Across the road, we could both hear the creaking of an open window.
“Ai! Aiiiyah!!” came a voice in Chinese from the window. “It’s the middle of the night. Knock it off, you two!”
“Just the other day I had Easton knocking on the door of my hotel room in Malibu but you – where the hell were you? I would tell you to fix it but you’re clearly way out of your depth!” I was yelling now, screeching even, exorcising the pain in the pit of my stomach like demons into the midst of the night.
“Aaaaaaaaaiiiiiii!!” came the cry again from the creaky window, this time accompanied by the rage of a sleep-deprived face.
“C’
mon then – Deolai!” I swore back in Chinese, sticking a middle finger up at the hostile interlocutor. At that point Lixue Lai pushed me inside my house. My head was spinning with the alcohol whizzing around it, and in such a condition I fell back easily and more or less compliantly allowed her to come on in and close the door silently behind her.

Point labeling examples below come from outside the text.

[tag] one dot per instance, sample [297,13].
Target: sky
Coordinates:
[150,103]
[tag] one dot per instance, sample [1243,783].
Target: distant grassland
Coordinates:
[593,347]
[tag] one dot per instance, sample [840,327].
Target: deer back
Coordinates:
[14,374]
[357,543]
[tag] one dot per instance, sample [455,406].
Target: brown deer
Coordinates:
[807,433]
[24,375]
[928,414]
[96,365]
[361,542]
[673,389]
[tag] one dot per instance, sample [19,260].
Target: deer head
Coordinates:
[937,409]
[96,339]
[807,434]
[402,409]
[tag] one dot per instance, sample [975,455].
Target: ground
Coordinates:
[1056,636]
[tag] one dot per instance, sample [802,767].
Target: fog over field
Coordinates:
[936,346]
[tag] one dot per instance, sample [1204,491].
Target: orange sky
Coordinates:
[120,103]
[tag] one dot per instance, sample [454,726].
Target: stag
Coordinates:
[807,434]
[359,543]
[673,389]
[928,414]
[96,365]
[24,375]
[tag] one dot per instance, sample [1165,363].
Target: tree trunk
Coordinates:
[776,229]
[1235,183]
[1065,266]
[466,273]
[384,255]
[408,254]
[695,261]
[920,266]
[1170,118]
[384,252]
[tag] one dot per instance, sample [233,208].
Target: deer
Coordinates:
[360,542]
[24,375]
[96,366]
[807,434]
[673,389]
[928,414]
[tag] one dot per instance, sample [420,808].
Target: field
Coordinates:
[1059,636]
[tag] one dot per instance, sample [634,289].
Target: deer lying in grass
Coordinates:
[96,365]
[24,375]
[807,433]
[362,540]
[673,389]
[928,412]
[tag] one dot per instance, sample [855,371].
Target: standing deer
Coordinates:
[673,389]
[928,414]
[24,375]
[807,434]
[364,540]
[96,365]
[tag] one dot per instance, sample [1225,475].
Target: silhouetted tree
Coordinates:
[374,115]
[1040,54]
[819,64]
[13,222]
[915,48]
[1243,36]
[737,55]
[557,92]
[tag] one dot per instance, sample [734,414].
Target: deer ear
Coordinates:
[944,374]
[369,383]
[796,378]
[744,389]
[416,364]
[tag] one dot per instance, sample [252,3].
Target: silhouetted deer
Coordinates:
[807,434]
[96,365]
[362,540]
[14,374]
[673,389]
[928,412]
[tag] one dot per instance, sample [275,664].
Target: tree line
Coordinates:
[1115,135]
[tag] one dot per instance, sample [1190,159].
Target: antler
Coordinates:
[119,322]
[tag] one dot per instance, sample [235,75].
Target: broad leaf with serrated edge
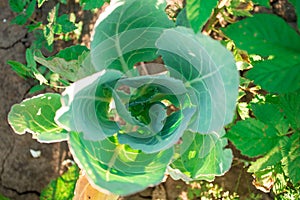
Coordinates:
[253,138]
[272,158]
[205,157]
[117,168]
[272,38]
[126,33]
[291,108]
[86,104]
[291,159]
[209,73]
[68,63]
[199,11]
[36,116]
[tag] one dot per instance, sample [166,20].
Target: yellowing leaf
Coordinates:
[85,191]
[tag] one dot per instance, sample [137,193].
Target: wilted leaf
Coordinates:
[85,191]
[278,43]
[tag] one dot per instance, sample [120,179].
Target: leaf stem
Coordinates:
[118,149]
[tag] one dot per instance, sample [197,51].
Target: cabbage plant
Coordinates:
[127,126]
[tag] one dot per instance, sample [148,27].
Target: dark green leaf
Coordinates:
[203,156]
[32,27]
[86,110]
[118,168]
[209,73]
[128,33]
[291,159]
[291,108]
[92,4]
[63,187]
[182,20]
[41,2]
[20,19]
[265,3]
[271,114]
[30,8]
[63,25]
[272,158]
[48,35]
[199,11]
[273,39]
[296,4]
[17,5]
[20,69]
[36,88]
[253,138]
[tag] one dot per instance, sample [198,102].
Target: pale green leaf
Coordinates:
[63,187]
[170,128]
[203,156]
[68,63]
[118,168]
[199,11]
[36,116]
[126,33]
[253,138]
[273,39]
[209,73]
[86,104]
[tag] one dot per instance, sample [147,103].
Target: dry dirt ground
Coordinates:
[22,177]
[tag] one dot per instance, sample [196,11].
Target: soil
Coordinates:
[22,177]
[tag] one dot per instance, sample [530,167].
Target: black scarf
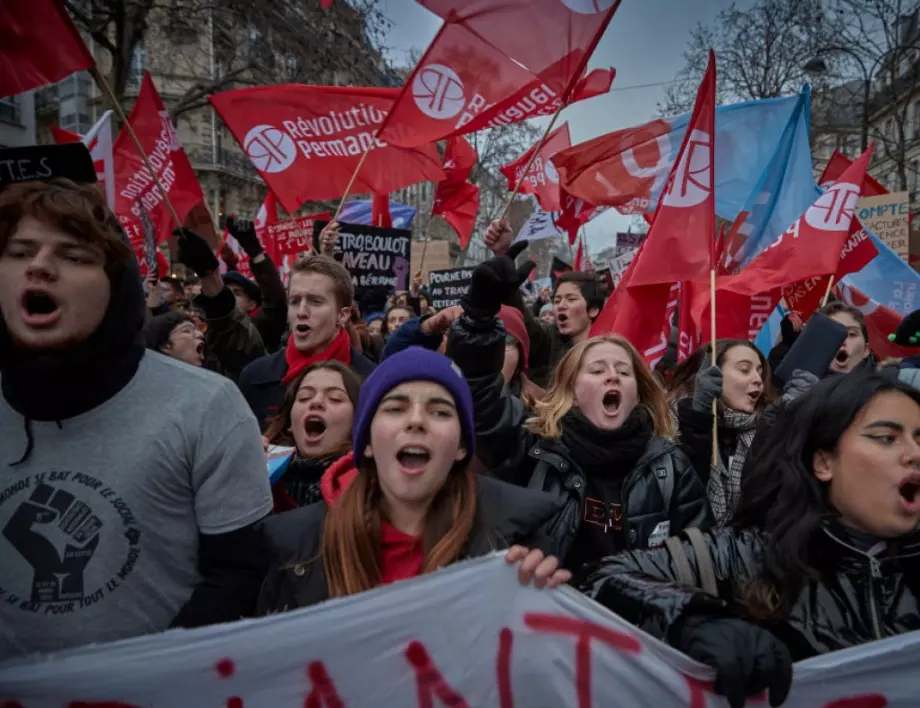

“I mean what the hell is going on? You do see my point, right?” I complained to Lixue Lai. “You left me! You left me here – alone! In China – with nobody!”
She drew me into her chest and patted my hair. “Not now. In the morning. I need to sleep first. I have come straight from the airport. We’ll talk later – go to bed. You’re drunk.” The way she said drunk was in such a tone one reserves for those objects of a special sort of derision.
“I’m dru-nk,” I muttered under my breath, before collapsing on my bed and falling into a somewhat disturbed but still dreamless reverie.
Ω
I awoke to find Lixue Lai was gone. But it was as if I had had an extensive dialog with her: an entire conversation was somewhere in my mind, though I couldn’t recall what had been said. All I could see was a vast spectrum of rainbow-colored lights flashing about the skies, breaking madly from underneath a set of clouds that were torn apart like the deep-water bait of sharks, parting in a stunning, extra-terrestrial rainfall, on a planet far off that of which I was from, on a planet where reality was – so very real.
Ω
That day in Church, the one that took place only a few years after 9/11 had savaged American civility back beyond all recognition to something of a slave-trading brutality, remained with me for years afterwards. I didn’t speak of it, and I changed the name of the girl I was only partially sure now I had actually met that morning so as to disguise my true vulnerability, but it hung on my heart like the ghosts of Ground Zero hang on the side-panels somewhere of the 101st floor of that new middle finger New Yorkers have now built that faces the rest of the world, from Europe to the Middle East and Africa, and eventually, of course, to the Far East, where I live now.